La ligne éditoriale n’est pas l’unique moteur d’une chaîne. La posture et l’interaction y sont primordiales, analyse Mathieu Cocq, économiste et vidéaste partenaire de Twitch :

« Le travail d’un streamer, ce n’est pas de jouer au jeu vidéo ou de discuter sur d’autres sujets : c’est d’être en relation avec sa communauté, de remercier les gens en permanence, de susciter les dons, le soutien, de créer un sentiment d’appartenir à un collectif, c’est ça le travail d’un streamer. »

Ceux qui ne respectent pas ces codes prennent le risque d’être pris pour des arrivistes. C’est le cas, par exemple, lorsque la chaîne de télévision BFM-TV s’est lancée sur la plate-forme. Beaucoup de commentaires hostiles ou d’insultes sont remontés dans le chat, qui était peu modéré. De nombreux internautes voyaient d’un mauvais œil l’arrivée de la chaîne d’information en continu sur Twitch.

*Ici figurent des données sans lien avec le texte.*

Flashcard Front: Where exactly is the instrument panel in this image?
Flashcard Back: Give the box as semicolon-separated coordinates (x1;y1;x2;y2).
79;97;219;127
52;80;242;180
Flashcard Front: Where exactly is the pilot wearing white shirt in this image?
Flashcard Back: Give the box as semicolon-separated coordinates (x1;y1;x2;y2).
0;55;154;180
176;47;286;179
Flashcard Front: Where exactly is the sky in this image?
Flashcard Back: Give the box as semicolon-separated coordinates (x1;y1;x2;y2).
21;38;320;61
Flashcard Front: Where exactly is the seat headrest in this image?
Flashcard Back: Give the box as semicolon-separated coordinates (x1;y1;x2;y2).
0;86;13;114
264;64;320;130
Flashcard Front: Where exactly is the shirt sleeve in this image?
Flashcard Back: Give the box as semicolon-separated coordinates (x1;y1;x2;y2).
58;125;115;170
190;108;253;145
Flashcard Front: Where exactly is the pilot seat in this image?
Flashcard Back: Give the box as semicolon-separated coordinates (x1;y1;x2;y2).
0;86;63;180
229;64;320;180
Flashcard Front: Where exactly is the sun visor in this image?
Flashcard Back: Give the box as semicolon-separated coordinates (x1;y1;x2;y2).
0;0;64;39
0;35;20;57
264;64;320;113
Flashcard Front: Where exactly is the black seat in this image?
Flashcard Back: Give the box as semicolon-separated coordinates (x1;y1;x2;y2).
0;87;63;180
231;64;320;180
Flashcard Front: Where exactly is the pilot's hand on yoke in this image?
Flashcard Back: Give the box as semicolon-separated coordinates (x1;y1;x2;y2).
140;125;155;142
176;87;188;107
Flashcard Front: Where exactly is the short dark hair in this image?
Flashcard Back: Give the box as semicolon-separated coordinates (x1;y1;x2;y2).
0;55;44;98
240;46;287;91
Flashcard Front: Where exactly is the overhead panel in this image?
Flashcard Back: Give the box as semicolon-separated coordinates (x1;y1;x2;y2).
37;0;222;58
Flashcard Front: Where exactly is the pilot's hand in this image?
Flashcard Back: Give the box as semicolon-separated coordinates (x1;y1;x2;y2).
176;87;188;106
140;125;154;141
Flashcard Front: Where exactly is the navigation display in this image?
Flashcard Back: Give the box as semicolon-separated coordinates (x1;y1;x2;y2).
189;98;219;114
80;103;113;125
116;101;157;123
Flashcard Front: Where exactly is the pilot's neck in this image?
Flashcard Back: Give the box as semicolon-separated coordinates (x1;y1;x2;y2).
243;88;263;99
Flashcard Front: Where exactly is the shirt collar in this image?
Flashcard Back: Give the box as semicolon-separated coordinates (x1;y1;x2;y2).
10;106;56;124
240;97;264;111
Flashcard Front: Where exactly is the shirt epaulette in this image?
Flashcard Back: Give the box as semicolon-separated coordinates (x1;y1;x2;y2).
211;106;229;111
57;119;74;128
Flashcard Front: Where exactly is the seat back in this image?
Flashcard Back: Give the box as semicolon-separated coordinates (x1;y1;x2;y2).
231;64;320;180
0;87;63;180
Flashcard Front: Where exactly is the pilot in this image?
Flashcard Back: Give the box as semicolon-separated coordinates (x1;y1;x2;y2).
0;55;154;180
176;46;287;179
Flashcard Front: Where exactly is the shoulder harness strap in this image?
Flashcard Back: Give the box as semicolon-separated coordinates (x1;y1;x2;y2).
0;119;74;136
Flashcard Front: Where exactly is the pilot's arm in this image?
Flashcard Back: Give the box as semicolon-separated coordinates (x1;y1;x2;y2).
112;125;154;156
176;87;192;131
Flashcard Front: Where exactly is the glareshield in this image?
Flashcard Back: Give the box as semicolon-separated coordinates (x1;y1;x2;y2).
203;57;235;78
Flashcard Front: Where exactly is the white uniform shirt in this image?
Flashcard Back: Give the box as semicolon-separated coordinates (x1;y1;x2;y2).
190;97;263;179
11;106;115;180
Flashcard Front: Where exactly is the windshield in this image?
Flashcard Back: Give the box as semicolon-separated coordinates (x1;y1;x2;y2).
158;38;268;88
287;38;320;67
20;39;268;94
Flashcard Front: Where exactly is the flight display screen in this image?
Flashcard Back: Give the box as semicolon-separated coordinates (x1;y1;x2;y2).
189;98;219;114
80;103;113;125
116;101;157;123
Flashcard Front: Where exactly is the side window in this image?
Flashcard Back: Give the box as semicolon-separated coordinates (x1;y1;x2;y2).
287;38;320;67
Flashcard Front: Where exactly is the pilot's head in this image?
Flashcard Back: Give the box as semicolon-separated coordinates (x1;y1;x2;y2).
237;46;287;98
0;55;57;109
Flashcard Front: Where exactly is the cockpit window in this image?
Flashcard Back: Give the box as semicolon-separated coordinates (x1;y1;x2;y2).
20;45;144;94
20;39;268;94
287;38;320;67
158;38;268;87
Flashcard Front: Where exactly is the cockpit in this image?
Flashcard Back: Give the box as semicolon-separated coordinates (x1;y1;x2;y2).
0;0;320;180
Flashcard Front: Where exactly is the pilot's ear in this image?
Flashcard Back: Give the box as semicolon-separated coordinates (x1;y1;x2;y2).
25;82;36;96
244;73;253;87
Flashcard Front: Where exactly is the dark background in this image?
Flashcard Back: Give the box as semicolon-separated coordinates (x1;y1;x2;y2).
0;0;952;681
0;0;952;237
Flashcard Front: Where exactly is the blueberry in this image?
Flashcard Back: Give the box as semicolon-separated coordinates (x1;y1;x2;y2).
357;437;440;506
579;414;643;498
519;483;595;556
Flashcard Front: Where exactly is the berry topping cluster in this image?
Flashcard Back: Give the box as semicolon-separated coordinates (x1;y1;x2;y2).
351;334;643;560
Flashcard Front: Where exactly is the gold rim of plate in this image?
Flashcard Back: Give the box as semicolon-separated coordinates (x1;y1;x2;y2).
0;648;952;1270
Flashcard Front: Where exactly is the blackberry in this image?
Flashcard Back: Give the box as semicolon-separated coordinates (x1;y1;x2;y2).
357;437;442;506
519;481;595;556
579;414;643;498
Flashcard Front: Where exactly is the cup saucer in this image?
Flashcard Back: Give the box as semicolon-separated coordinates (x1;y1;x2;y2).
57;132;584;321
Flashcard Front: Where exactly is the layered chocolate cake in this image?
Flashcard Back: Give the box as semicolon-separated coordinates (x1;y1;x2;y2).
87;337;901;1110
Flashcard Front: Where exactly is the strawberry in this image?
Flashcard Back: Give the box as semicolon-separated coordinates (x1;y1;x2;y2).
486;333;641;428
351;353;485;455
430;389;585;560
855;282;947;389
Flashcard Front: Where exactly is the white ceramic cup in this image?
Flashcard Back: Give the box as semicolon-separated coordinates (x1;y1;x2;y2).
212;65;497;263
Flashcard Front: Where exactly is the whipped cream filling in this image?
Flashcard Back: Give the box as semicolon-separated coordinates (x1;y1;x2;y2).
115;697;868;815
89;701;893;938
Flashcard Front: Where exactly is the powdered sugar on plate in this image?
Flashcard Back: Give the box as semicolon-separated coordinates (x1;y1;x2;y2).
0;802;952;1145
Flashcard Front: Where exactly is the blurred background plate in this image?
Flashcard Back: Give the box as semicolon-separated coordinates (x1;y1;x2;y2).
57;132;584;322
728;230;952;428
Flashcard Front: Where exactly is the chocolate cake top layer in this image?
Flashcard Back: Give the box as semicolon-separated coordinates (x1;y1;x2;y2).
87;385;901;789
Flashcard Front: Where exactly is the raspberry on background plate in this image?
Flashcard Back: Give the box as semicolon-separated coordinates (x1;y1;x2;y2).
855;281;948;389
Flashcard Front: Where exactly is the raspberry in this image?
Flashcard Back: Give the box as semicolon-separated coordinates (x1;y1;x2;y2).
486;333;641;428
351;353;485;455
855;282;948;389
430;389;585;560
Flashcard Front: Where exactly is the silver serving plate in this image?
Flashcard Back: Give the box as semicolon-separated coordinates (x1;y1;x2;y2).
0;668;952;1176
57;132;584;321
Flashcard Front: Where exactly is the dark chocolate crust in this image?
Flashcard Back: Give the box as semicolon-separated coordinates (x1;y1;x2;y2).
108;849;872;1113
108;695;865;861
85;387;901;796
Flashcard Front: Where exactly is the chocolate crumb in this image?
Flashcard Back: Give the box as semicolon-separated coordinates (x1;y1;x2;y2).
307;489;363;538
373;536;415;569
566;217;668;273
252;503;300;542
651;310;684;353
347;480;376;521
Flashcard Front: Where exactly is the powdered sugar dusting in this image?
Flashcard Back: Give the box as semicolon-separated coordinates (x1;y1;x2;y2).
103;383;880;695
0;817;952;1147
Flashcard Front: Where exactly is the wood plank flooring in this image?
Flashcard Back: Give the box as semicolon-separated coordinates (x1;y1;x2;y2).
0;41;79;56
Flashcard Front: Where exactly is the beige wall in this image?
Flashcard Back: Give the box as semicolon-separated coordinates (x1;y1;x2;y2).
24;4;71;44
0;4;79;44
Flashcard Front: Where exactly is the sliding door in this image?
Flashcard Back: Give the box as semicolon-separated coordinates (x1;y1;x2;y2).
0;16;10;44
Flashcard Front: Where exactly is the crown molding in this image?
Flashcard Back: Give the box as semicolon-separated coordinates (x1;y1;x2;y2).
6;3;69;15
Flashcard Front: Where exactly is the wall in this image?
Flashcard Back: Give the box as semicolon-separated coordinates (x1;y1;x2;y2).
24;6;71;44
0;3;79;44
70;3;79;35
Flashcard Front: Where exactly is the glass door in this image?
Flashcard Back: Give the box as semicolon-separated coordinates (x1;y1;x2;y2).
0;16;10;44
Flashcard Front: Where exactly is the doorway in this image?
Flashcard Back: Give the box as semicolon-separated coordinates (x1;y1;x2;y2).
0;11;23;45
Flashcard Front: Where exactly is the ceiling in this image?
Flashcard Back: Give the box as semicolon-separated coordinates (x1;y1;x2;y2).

« Les streamers misent sur l’authenticité », remarque Mathieu Cocq :

« Quand on les regarde, on a l’impression de parler entre potes et qu’ils ne travaillent pas – ce qui n’est pas le cas. L’arrivée de grands médias sur la plate-forme, début 2021, entre en conflit avec cette rhétorique. Vous ne pouvez pas arriver en important des recettes habituelles de la télévision sur cette plate-forme. Ça a été très mal vu. »

La défiance de certains diffuseurs et d’une partie du public de la plate-forme face à ses évolutions est souvent qualifiée de gatekeeping (gardiennage), une attitude qui consiste à défendre son pré carré contre des acteurs ou des spectateurs perçus comme moins légitimes.